LE nouveau préfet du département du Ntem (Bitam), Maurice Obiang Ondo, a rencontré, dernièrement à Ambam, son homologue du département de la Vallée du Ntem (dans la région du sud Cameroun), Bouba Haman. En présence sous-préfet du district de Meyo-Kyè, Blaise Ondo Obiang et du président du Conseil départemental du Ntem, colonel Samuel Minko Nguema.

Le but de cette visite : renforcer les relations de coopération transfrontalière et d’amitié entre les deux hôtes, dans la zone des Trois-frontières. Le préfet Maurice Obiang Ondo en a également profité pour en savoir davantage auprès de son homologue, sur le sujet fâcheux d’exploitation illégale de l’or gabonais sur la rivière Kyè (dans le district de Meyo-Kyè), par des sujets camerounais.

En effet, il ressort que depuis quelques semaines, les populations des villages situés entre Meyo-Kyè et Eboro (zone des trois frontières) auraient surpris, à maintes reprises, des sujets camerounais en train d’exploiter illégalement de l’or dans les eaux profondes de la rivière Kyè (séparant les deux pays).

Au vue de cette situation, certains chefs de villages, notamment ceux de Alène Effoulane, Messome, Mekomo Esseng, et bien d’autres, ont immédiatement saisi leur chef hiérarchique, c’est-à-dire le sous-préfet Blaise Ondo Obiang, pour lui exprimer l’ampleur de divers dégâts causés par les dits exploitants illégaux. « Nous avons fait une descente sur le terrain, et nous avons trouvé quinze embarcations. Ce qui était très surprenant, c’est ces gens exploitent sans état d’âme avec les moyens qui polluent l’écosystème fluvial. Et, lorsqu’ils sont au milieu de la rivière, ils vont jusqu’à l’autre rive du Gabon pour y exploiter de l’or. Ils disent que personne ne peut les menacer, et ils prétendent qu’ils ont des autorisations du Cameroun. Des documents qu’ils ne nous ont pas présentés », a expliqué le sous-préfet de Meyo-Kyè.

Et, le préfet du Ntem a renchéri en indiquant cette partie de la rivière Kyè ne saurait être illicitement par des hors-la-loi.
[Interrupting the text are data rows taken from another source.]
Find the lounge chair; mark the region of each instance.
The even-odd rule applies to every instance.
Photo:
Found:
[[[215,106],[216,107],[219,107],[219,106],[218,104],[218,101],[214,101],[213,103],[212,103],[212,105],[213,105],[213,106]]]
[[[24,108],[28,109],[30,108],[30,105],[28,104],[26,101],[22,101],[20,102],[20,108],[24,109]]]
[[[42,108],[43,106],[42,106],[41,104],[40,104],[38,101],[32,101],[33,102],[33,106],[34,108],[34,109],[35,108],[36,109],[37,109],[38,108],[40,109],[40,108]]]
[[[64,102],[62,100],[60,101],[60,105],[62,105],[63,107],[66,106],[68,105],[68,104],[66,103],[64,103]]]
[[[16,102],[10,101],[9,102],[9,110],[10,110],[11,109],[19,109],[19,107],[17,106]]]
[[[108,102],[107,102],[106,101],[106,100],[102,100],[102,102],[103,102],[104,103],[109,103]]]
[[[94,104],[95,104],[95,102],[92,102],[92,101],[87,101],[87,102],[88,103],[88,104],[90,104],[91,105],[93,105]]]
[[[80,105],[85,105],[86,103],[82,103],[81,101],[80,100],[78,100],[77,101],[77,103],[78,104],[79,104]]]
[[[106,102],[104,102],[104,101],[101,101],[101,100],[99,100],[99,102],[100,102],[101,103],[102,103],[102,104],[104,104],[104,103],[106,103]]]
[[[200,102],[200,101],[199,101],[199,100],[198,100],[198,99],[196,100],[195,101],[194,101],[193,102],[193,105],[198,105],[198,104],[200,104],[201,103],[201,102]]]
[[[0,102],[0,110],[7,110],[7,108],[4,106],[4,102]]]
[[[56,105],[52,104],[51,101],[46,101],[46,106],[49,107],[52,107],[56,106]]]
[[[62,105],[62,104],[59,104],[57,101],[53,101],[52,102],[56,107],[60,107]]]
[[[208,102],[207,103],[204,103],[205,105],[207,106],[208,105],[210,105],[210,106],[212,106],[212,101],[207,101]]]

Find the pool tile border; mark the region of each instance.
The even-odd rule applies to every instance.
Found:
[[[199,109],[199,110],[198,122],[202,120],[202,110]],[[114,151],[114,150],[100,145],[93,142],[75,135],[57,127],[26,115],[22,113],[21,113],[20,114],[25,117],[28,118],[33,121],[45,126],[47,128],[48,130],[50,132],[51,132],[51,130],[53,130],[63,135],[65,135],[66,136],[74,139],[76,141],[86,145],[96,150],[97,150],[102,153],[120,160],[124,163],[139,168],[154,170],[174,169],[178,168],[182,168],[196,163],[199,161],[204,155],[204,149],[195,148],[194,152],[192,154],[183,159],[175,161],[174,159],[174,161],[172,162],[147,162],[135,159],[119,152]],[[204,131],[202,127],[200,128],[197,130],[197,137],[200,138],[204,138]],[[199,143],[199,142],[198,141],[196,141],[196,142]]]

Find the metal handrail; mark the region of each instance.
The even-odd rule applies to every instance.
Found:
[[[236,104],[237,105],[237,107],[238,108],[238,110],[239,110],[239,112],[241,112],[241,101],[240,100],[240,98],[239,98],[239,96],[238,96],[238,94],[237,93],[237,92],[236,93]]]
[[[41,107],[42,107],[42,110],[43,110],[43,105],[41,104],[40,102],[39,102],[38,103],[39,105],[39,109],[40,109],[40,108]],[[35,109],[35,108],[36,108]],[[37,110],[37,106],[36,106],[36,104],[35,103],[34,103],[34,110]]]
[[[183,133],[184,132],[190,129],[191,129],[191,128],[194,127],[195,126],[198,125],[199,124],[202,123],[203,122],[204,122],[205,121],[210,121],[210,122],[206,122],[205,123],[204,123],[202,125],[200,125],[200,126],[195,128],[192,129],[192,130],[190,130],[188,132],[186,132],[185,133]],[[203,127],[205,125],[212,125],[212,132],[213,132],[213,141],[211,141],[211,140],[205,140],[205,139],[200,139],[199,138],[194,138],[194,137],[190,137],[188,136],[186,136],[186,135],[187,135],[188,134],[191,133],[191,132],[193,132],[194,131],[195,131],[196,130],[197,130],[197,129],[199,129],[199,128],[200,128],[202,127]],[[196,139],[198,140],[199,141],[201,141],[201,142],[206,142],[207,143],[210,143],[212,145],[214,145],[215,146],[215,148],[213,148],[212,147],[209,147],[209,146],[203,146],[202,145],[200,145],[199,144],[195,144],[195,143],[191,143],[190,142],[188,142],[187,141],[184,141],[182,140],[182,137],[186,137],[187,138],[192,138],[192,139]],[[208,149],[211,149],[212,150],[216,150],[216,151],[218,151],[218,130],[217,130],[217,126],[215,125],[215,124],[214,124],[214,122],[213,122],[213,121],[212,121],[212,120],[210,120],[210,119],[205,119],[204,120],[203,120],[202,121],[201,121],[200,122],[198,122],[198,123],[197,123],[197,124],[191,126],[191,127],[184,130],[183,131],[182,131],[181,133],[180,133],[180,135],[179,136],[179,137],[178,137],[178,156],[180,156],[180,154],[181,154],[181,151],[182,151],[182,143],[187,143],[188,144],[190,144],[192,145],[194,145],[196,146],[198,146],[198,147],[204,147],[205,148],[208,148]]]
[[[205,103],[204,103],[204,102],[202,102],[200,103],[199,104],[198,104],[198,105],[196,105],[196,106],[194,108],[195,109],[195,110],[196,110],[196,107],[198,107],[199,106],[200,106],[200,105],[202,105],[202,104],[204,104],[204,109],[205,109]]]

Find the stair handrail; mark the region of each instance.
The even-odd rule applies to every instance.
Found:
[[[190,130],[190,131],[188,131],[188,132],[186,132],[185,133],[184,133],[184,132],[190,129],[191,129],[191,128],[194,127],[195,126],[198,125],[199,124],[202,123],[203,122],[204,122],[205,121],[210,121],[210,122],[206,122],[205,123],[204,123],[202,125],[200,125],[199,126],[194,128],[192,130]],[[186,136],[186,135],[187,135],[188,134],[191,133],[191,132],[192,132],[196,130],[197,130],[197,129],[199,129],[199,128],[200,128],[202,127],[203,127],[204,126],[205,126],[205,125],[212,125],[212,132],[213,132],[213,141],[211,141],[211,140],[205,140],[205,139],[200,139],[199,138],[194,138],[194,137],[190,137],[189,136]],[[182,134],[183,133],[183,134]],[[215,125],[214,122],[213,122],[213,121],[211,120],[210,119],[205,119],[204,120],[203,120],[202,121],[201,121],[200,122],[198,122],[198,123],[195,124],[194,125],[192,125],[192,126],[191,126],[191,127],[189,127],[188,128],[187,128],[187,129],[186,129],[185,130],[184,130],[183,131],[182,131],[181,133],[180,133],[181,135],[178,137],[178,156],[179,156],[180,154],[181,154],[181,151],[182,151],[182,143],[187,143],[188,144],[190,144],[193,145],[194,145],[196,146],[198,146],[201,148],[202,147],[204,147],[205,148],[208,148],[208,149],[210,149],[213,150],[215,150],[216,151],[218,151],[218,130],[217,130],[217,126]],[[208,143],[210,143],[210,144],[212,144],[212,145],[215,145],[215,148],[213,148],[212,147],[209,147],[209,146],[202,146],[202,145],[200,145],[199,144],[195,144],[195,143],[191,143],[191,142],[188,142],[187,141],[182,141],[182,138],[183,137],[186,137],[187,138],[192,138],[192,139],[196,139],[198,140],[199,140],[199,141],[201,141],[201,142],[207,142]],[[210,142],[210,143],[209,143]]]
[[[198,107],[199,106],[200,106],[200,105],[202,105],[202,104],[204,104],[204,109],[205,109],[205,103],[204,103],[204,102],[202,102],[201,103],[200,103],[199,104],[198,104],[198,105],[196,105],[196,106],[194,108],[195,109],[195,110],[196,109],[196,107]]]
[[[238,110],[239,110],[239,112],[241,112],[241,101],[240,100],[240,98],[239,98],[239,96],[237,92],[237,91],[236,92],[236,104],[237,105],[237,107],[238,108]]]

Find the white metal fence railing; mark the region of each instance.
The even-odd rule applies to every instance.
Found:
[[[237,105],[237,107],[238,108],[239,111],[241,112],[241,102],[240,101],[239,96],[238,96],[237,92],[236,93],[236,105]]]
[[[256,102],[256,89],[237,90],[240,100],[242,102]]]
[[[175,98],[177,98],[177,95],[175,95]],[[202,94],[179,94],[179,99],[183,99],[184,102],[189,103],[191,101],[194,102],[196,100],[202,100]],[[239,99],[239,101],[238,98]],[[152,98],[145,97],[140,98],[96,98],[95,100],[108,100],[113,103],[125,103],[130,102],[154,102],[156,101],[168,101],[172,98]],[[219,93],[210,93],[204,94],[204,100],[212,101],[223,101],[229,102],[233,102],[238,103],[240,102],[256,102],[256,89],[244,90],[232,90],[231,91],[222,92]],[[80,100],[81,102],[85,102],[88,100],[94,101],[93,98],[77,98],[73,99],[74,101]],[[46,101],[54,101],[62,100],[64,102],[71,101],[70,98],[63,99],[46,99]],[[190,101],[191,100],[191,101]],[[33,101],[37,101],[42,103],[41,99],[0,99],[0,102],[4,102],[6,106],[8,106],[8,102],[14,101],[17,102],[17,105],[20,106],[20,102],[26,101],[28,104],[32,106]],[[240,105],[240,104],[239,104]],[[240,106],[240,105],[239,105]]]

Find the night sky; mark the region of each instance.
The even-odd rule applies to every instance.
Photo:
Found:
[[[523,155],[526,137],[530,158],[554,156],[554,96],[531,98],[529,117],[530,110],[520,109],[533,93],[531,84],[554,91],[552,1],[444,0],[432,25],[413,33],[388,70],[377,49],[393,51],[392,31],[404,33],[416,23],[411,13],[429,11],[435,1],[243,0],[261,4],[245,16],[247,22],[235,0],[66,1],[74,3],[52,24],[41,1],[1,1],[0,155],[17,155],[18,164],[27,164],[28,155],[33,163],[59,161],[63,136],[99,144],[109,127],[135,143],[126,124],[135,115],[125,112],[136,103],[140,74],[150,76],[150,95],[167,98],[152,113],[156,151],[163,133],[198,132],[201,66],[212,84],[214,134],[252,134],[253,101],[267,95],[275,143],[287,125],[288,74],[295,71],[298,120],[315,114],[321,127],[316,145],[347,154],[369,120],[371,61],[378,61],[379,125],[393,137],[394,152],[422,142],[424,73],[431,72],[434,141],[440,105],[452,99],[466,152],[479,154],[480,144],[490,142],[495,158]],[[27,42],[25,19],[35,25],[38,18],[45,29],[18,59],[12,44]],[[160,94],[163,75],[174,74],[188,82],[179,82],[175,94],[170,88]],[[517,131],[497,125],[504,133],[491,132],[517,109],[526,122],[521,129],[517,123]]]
Tant, « cet endroit appartient aux deux pays. ce qui veut dire que, si l’on attribuer un permis d’exploitation, il faudrait d’abord que le Gabon et le Cameroun se retrouvent sur la table de négociations », pense Maurice Obiang Ondo.

Son homologue de la Vallée du Ntem, Amadou Haman, s’est dit étonné de la poursuite de ces activités illégales par ses compatriotes, dont certains sont clairement identifiés. « Une fois informé de cette situation, à notre niveau, nous avons essayé de mener des actions allant dans le sens de faire d’abord des vérifications. Parce que, ces gens se sont retrouvés là-bas sans toutefois se référer aux autorités (…). Après investigations, il nous est revenu que ces gens seraient passés par des services techniques, pour au moins signaler leur présence », a martelé le préfet d’Ambam.

Mais, l’enquête approfondie menée par ses soins et d’autres autorités camerounaises compétentes, a révélé plusieurs zones d’ombre sur les « autorisations d’exploitation » qui étaient en possession de ce groupe d’individus. « Dans le rapport de mission en notre possession, il y a un certain nombre de recommandations. Et, dans ces recommandations, il a été établi que ces gens doivent dégager. Nous sommes étonnés qu’aujourd’hui, on nous apprend que ces gens sont encore sur le terrain pour mener, peut-être sans inquiétude, leurs activités », a poursuivi le préfet Bouba Haman.

Aux dernières nouvelles, il semble que ce groupe de hors-la-loi serait constitué des Ouest-africains, qui se feraient passer pour des camerounais. Cette visite s’est achevée par l’échange des présents entre les deux préfets, qui se sont engagés à maintenir (voire renforcer à l’avenir), l’excellence des relations transfrontalières et de bon voisinage que le Gabon et le Cameroun entretiennent depuis des décennies, dans la zone des Trois-frontières.